Por Lenio Streck
1- Explicando o imbróglio e o título
Calma. Parece estranho o título. Mas, isso ficará mais claro no decorrer do texto (admito que se pode dizer que Advocacia-Geral da União (AGU) não é propriamente governo; mas isso está exatamente no cerne da discussão que proporei).
Todos sabem do processo do Power Point. Dallagnol foi condenado a pagar indenização para Lula. O STJ acolheu recurso e condenou o ex-procurador. Do STJ houve recurso para o STF e a ministra Cármen indeferiu o pleito de Dallagnol.
Ocorre que a AGU apresentou um recurso contra a decisão da ministra Cármen Lúcia, do Supremo Tribunal, que manteve essa condenação. A AGU representa o ex-procurador no caso desde 2017, a pedido dele próprio. De acordo com o artigo 22 da Lei 9.028/95, a AGU pode representar em juízo agentes da administração pública federal quando estes respondem a processos judiciais devido a atos praticados no cumprimento de dever. Isso acontece todos os dias. Alguns casos vêm a público e nos surpreendem, como o caso Bolsonaro-Val do Açaí sendo defendido pela AGU (ler aqui). No caso de Val do Açaí e Bolsonaro, o Estado acusa (MPF) e AGU defende.
Quer dizer: os cidadãos brasileiros é que pagam a defesa de Dallagnol (na verdade, ele tem duas ótimas defesas: a feita por seus advogados e pelo próprio Estado-governo).
Tenho contestado essa prerrogativa de servidores públicos serem defendidos pela Viúva por meio da AGU. Penso que sempre quando há uma lei que estabeleça algum direito ou dever, a primeira coisa que um jurista faz é verificar a constitucionalidade. Não tem sido o caso. Como veremos.

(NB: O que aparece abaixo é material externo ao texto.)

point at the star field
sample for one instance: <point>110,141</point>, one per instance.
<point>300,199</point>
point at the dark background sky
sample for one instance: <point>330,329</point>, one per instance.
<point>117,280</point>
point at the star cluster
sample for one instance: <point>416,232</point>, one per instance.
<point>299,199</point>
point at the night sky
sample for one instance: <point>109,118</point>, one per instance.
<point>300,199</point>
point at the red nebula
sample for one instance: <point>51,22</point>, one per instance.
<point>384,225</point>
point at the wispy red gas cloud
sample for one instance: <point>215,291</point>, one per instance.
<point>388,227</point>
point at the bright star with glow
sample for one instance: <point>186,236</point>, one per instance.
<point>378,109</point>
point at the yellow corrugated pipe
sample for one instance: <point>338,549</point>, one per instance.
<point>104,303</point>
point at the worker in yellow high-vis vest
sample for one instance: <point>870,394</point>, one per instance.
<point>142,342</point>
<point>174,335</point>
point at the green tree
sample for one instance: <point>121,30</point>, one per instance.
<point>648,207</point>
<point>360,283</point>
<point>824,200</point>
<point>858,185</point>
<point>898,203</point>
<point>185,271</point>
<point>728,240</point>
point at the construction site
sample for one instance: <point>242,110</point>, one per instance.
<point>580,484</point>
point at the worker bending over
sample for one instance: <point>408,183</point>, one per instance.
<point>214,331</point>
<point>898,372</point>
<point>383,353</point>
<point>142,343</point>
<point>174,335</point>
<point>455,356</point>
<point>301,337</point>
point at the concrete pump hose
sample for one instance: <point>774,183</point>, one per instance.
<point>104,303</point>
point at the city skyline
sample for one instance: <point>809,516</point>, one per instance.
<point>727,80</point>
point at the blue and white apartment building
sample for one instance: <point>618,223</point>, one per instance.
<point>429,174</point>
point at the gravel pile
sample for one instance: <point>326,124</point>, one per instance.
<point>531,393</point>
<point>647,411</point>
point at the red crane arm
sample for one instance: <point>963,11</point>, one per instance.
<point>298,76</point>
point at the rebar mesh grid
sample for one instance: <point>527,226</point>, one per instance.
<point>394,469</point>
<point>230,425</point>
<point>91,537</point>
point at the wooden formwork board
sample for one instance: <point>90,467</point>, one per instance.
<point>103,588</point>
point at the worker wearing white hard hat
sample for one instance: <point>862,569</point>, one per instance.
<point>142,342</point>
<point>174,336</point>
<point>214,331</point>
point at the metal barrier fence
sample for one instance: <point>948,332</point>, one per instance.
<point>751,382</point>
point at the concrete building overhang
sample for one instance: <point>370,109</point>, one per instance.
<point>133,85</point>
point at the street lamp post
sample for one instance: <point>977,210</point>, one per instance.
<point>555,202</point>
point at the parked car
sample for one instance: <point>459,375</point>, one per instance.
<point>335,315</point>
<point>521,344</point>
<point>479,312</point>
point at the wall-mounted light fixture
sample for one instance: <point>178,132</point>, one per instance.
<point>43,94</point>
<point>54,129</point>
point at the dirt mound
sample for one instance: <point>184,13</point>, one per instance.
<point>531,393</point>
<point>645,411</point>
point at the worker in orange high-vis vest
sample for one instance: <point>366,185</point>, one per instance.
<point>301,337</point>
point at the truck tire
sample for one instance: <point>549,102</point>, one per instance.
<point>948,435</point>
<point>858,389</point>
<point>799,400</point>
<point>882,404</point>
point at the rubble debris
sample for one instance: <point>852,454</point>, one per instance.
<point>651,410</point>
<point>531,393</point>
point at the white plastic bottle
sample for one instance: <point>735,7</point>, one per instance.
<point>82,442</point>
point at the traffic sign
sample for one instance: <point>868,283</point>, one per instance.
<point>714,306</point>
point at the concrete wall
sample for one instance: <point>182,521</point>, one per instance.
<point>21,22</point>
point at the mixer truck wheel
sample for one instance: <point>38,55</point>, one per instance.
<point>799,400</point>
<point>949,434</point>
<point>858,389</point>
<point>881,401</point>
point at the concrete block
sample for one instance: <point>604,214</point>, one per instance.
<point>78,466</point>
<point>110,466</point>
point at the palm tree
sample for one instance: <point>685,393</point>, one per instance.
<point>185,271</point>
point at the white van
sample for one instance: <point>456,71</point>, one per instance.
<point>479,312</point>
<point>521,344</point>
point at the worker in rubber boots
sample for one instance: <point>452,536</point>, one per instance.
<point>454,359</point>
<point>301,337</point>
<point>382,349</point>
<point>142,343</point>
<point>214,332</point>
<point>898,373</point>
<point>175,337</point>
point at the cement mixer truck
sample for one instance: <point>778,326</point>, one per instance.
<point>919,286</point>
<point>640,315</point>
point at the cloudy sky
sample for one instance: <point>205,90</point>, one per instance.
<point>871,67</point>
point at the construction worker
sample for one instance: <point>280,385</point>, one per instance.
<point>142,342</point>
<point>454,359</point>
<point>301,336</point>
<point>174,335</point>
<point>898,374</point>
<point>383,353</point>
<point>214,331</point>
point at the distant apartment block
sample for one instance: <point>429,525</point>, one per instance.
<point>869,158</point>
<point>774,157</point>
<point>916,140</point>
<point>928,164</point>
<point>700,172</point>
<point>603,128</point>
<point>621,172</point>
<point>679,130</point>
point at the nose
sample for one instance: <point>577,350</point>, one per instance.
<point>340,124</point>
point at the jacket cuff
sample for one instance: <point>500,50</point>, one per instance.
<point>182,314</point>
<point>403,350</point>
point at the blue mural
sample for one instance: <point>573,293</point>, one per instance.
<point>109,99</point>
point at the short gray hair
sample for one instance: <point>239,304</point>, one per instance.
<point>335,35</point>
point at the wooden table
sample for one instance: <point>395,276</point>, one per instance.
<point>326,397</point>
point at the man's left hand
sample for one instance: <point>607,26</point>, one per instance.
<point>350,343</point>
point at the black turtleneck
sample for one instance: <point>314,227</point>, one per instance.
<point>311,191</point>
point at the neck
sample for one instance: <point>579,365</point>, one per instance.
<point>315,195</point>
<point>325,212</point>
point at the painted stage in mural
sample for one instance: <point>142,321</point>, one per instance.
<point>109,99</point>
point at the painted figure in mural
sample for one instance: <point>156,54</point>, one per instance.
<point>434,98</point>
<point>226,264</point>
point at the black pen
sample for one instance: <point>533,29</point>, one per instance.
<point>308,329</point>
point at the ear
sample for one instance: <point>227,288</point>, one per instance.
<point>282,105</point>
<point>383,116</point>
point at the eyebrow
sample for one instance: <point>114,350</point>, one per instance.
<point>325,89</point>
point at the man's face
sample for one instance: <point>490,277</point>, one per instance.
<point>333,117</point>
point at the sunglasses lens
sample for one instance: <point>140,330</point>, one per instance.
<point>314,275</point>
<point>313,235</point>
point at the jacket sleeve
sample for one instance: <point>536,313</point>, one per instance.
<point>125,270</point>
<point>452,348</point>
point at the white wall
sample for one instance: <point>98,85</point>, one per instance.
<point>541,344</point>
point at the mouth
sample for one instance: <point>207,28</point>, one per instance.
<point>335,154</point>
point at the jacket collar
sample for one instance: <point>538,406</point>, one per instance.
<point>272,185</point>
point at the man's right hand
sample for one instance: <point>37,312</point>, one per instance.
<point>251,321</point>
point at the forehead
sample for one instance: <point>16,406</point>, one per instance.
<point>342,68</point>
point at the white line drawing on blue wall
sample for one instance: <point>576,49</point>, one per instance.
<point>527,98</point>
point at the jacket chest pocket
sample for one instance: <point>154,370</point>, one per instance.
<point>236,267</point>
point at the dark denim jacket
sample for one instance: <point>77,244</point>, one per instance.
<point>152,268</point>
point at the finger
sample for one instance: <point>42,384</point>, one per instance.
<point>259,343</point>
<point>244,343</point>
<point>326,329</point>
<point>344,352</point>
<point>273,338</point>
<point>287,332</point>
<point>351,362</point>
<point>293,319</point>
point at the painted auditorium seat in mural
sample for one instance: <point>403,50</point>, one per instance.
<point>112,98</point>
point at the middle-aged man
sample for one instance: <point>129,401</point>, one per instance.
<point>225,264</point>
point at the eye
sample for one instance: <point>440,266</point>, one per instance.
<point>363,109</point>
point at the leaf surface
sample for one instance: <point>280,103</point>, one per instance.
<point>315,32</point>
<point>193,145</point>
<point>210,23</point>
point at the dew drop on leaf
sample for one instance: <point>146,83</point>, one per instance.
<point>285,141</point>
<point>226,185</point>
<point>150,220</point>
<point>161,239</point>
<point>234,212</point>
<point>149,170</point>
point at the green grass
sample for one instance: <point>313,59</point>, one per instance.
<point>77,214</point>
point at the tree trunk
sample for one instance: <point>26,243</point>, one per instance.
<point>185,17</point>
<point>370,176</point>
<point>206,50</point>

O advogado da União que defende Dallagnol sustenta que a decisão da ministra Cármen é “inconstitucionalidade chapada”. Isso porque o STF decidiu, em 2019, que danos causados a terceiros por agente público no exercício da função são de responsabilidade do Estado. A pessoa prejudicada deve ajuizar diretamente a ação contra o ente público, que poderá buscar o ressarcimento do agente causador do dano (RE 1.027.633, que corresponde ao Tema 940). Como Lula acionou diretamente Dallagnol, a ação tem de ser anulada, diz a AGU.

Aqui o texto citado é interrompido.